Do Pregnancy Accommodations End at FMLA?

April 7, 2026

A recent EEOC lawsuit against a Florida casino is giving HR teams across the country a reason to revisit how pregnancy accommodations get handled in practice. The case alleges the employer enforced a blanket policy requiring workers to resign if absences exceeded two weeks and the employee didn’t meet FMLA eligibility requirements. The result, according to the EEOC, was pregnant employees being pushed out of the workforce rather than accommodated.

The case highlights a compliance gap that still catches a lot of employers off guard: treating FMLA eligibility as the entire analysis when a pregnancy-related limitation comes up.

It isn’t.

The Accommodation Question That Keeps Getting Skipped

The Pregnant Workers Fairness Act changed the landscape for how employers need to respond when pregnancy-related limitations affect an employee’s ability to perform job duties. Under the PWFA, employers have an obligation to assess whether a reasonable accommodation would allow that employee to keep working. That assessment is separate from FMLA. It doesn’t go away because someone hasn’t hit the hours threshold or tenure requirement for protected leave.

What the EEOC’s complaint describes is a scenario where that entire step got bypassed. A rigid attendance policy took the place of the individualized analysis that federal law now requires. The employer appears to have defaulted to a binary framework: either the employee qualifies for leave, or the employee is out. That kind of policy-first thinking is exactly what pregnancy accommodations under the PWFA were designed to address.

Policies That Create More Risk Than They Solve

Attendance policies and maximum leave caps exist for good reasons. Consistency matters, and employers need structure to manage workforce operations. But when those policies get applied without any flexibility for legally required pregnancy accommodations, the structure itself becomes the liability.

The interactive process that most HR professionals already know from ADA compliance now applies with equal force to pregnancy-related conditions. The PWFA makes that explicit. When an employee has a limitation tied to pregnancy, childbirth, or a related medical condition, the employer needs to engage in that back-and-forth conversation about what the employee needs to stay on the job.

Sometimes the answer is straightforward. Modified duties, adjusted scheduling, temporary reassignment, additional breaks, reduced physical demands. These aren’t exotic pregnancy accommodations. Most of the time, keeping a pregnant employee working is less disruptive than losing that employee entirely and backfilling the role.

Reframing the Question

The instinct for a lot of employers is to start with leave. Can the employee take leave? Does the employee qualify? How much is available? That framing puts the focus on absence rather than continued employment.

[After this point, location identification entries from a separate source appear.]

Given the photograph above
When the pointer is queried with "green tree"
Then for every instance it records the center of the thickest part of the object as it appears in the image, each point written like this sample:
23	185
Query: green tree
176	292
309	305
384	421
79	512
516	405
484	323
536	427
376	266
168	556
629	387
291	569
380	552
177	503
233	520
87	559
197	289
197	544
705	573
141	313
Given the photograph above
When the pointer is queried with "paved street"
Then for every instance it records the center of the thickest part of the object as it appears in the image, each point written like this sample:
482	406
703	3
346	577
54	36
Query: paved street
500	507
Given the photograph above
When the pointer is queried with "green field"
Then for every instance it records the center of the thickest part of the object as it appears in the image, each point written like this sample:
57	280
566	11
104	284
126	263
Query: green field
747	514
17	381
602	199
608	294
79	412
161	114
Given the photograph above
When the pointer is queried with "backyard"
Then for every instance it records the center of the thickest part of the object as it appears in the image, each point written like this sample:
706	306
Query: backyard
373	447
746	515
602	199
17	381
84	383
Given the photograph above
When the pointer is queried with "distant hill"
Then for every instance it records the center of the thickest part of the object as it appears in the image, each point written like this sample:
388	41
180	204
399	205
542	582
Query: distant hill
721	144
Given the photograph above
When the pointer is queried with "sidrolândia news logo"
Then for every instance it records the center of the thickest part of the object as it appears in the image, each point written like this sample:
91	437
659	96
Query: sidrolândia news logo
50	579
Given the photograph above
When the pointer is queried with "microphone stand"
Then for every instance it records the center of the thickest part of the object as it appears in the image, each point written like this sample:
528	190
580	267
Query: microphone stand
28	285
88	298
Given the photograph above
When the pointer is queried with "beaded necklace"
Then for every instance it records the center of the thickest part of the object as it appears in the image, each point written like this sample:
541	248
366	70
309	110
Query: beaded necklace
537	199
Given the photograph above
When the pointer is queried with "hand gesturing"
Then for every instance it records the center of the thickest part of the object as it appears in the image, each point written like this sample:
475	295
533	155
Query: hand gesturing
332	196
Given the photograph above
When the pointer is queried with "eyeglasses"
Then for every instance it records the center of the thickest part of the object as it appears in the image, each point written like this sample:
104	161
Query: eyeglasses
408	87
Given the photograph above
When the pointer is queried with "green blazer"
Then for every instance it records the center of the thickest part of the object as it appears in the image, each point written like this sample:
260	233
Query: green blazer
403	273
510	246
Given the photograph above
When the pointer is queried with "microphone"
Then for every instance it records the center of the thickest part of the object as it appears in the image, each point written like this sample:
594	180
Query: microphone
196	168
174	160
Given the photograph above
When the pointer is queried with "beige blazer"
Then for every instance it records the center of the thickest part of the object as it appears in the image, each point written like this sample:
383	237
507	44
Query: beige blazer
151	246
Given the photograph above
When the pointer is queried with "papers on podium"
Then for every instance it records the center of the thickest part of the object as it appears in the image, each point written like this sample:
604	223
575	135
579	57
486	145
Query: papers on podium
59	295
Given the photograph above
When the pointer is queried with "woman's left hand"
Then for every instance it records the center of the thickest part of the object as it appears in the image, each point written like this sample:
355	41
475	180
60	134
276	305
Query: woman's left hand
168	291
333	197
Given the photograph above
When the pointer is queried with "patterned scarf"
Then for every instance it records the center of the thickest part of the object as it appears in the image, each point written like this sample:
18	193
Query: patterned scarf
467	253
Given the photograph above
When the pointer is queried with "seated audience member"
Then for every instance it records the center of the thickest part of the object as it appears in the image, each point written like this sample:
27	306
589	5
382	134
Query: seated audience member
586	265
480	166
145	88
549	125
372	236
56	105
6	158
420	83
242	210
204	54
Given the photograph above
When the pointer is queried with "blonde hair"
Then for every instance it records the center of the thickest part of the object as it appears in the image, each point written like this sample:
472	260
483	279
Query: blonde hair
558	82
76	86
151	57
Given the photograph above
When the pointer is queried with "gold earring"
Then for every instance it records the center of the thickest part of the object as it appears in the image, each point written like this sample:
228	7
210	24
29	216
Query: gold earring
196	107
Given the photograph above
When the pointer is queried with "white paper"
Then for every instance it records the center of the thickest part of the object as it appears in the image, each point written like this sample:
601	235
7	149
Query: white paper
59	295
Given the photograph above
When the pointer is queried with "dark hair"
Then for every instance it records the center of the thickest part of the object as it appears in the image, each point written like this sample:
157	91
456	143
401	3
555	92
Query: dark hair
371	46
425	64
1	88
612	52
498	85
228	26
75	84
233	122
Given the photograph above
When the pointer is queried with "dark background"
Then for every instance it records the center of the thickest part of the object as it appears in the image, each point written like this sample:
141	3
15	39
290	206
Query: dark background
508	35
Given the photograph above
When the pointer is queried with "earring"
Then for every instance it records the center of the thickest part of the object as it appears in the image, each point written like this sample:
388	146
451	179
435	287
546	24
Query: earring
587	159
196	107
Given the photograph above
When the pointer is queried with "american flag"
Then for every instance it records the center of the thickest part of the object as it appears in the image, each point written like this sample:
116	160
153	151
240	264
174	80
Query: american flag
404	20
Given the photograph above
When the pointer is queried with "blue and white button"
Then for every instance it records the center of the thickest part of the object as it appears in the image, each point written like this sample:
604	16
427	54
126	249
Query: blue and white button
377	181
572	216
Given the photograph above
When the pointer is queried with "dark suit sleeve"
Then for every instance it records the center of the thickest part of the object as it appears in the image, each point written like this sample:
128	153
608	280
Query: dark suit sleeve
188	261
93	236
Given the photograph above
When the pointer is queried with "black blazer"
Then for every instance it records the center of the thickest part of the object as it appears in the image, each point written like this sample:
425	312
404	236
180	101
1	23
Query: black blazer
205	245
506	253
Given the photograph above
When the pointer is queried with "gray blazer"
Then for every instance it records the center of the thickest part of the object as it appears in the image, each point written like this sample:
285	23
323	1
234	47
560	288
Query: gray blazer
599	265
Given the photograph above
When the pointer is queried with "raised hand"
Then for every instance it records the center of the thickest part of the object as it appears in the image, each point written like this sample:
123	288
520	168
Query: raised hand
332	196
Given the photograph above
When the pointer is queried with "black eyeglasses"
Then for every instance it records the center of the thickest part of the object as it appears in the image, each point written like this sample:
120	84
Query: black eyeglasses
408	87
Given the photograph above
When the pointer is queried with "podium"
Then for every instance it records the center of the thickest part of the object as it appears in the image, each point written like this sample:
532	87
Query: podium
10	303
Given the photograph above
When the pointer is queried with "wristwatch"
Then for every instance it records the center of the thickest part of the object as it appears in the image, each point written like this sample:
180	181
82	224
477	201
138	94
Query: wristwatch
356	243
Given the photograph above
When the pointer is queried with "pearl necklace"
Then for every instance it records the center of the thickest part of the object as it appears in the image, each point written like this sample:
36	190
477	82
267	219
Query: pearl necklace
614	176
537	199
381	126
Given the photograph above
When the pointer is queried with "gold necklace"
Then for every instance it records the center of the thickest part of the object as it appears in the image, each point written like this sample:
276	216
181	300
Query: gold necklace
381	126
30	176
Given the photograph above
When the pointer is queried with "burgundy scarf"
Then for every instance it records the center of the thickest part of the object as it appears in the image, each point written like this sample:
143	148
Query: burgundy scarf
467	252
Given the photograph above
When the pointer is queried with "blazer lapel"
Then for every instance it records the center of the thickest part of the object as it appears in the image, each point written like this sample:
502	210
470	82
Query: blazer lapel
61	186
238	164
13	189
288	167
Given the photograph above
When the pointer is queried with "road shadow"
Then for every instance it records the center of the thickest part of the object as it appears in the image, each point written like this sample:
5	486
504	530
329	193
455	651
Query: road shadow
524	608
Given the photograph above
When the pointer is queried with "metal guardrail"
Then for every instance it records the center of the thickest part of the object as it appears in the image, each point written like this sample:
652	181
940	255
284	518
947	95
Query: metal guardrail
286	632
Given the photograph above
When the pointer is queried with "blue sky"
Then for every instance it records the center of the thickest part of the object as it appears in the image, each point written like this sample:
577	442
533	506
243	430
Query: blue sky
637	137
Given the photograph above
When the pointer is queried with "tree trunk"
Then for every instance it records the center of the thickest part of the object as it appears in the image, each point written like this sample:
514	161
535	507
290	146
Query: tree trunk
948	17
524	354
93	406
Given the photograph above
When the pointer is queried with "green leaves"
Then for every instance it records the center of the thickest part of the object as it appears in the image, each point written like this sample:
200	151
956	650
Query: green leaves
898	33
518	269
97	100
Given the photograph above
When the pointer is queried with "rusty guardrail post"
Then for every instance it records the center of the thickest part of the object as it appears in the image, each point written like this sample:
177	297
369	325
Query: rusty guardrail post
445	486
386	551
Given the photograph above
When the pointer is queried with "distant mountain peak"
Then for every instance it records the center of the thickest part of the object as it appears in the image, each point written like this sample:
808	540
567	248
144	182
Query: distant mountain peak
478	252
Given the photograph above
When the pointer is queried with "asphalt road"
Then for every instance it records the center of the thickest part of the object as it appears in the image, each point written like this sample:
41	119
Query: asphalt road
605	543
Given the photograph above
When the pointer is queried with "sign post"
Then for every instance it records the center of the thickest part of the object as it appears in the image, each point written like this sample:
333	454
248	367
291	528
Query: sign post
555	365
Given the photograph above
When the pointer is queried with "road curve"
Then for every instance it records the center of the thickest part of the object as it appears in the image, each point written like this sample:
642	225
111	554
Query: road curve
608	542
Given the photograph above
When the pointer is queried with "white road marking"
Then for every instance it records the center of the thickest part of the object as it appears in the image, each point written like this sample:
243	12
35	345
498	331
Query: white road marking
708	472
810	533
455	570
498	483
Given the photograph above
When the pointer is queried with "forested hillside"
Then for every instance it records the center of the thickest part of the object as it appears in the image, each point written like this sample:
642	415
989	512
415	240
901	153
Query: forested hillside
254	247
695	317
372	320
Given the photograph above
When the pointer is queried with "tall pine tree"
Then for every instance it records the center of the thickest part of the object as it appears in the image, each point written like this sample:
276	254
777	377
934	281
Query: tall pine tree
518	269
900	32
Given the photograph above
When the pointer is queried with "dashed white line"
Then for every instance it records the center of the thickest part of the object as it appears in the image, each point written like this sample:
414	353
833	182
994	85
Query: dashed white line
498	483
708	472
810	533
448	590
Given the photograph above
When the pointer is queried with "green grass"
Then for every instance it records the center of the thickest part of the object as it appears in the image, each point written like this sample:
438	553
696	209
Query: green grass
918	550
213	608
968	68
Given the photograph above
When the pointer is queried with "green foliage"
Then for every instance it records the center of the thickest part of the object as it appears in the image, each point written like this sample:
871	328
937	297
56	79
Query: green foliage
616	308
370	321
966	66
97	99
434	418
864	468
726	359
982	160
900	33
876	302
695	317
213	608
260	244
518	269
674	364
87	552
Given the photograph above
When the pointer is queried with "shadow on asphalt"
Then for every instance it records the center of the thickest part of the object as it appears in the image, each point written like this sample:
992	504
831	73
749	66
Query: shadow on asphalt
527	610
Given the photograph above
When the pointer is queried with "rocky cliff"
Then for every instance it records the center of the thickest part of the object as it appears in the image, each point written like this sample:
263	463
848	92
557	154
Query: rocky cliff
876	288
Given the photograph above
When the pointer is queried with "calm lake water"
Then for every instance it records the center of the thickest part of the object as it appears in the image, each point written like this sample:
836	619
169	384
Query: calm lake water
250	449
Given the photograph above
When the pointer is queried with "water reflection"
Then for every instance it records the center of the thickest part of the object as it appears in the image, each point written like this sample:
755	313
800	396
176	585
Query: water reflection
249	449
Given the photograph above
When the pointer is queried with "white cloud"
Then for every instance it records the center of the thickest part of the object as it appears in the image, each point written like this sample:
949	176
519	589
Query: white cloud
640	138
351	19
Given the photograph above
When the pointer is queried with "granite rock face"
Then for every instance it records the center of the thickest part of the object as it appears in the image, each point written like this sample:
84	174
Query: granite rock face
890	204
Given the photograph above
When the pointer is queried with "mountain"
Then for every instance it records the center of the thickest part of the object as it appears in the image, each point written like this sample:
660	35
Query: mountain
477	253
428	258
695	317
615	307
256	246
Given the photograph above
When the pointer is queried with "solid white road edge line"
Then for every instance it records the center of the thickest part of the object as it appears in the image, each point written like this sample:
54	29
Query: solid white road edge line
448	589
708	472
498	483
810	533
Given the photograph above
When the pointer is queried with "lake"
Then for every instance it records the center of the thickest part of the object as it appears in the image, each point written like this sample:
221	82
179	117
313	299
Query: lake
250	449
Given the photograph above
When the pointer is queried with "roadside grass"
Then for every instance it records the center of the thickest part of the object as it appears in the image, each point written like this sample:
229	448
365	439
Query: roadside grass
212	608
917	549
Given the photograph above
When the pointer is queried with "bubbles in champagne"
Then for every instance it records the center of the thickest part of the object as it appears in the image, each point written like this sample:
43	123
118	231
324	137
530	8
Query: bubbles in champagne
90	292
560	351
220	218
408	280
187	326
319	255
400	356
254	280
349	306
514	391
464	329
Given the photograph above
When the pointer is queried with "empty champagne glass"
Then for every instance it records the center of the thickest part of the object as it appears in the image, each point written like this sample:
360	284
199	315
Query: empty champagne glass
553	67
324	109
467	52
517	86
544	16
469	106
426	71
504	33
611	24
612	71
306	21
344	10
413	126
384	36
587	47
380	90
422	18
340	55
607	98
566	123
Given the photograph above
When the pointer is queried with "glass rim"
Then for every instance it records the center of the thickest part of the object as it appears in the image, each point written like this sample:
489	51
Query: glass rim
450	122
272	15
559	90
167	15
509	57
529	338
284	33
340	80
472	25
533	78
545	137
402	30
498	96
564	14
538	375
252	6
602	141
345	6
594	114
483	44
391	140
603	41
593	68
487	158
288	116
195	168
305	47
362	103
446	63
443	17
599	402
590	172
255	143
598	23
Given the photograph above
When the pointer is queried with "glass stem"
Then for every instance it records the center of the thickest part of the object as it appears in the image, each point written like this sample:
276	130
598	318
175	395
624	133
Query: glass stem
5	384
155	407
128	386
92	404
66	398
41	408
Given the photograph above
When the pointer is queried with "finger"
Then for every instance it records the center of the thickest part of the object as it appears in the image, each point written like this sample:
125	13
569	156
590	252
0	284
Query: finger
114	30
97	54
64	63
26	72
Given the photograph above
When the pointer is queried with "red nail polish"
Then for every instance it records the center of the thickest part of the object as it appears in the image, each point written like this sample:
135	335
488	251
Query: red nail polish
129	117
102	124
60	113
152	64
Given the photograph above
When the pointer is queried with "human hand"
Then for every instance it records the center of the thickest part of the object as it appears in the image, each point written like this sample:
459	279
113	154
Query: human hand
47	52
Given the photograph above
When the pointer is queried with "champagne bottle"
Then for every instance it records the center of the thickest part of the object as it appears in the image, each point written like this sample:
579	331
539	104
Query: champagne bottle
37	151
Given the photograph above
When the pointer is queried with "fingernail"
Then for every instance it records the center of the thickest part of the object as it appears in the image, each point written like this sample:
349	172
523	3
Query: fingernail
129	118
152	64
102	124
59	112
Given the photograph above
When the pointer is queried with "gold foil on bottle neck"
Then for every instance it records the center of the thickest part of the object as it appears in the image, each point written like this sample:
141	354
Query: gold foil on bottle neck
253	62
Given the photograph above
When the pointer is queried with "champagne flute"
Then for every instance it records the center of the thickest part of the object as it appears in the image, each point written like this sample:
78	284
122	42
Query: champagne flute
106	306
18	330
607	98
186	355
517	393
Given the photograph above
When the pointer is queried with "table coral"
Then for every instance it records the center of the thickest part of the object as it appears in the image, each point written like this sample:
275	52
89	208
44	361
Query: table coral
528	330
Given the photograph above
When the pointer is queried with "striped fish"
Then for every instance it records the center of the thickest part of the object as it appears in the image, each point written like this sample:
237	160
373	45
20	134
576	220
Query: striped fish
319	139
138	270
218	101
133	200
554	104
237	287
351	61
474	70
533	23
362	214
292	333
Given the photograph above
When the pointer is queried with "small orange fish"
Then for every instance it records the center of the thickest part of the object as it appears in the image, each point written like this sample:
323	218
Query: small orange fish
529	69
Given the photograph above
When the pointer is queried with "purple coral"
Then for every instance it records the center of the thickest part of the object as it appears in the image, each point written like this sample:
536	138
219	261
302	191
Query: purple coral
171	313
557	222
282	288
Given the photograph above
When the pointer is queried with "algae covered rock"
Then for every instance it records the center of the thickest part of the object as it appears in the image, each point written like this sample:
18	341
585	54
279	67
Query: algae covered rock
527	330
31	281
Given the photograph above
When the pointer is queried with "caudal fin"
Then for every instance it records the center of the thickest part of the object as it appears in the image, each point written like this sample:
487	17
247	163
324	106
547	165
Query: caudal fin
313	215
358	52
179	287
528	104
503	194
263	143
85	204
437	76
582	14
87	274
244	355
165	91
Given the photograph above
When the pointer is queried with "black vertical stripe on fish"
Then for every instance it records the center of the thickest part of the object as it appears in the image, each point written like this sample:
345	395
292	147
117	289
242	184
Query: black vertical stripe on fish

A better starting point: what does this employee need to stay in the role?

That shift matters because even when leave turns out to be the right accommodation, the analysis doesn’t stop at FMLA exhaustion. Under the PWFA, leave can still be a reasonable accommodation even after FMLA runs out or when an employee never qualified in the first place. Treating leave as categorically unavailable once a statutory or company cap is reached is the exact kind of rigid application that draws EEOC attention.

The Bigger Picture

The EEOC isn’t treating this as a one-off. The agency has been building a pattern of enforcement that targets employers who default to separation when pregnancy-related limitations come up. The underlying logic is simple: pregnancy ends. The employee is still the employee. The entire point of the PWFA is to keep that person working through a temporary condition instead of letting a rigid policy make the decision for them. When pregnancy accommodations get swapped out for blanket leave rules or automatic termination triggers, that’s where the enforcement action starts.

That framework also carries a cultural component. Organizations that tolerate dismissive attitudes toward pregnancy, whether through offhand comments, jokes, or a general lack of seriousness about accommodation obligations, create an environment where discriminatory outcomes become more likely. When that culture gets paired with rigid leave policies, the legal exposure compounds.

What Employers Should Be Doing Now

This case isn’t an outlier. The EEOC has made pregnancy accommodation enforcement a priority, and the PWFA gave the agency sharper tools to pursue these claims.

Employers should be looking at existing attendance and leave policies to identify any automatic termination triggers that don’t account for pregnancy accommodations. The interactive process needs to be happening every time a pregnancy-related limitation is raised, regardless of FMLA eligibility. And HR teams need to be trained to treat the accommodation analysis as a distinct step, not something that only kicks in after leave options have been exhausted.

The days of treating FMLA eligibility as the whole answer are over. The question now is whether the rest of the compliance framework has caught up.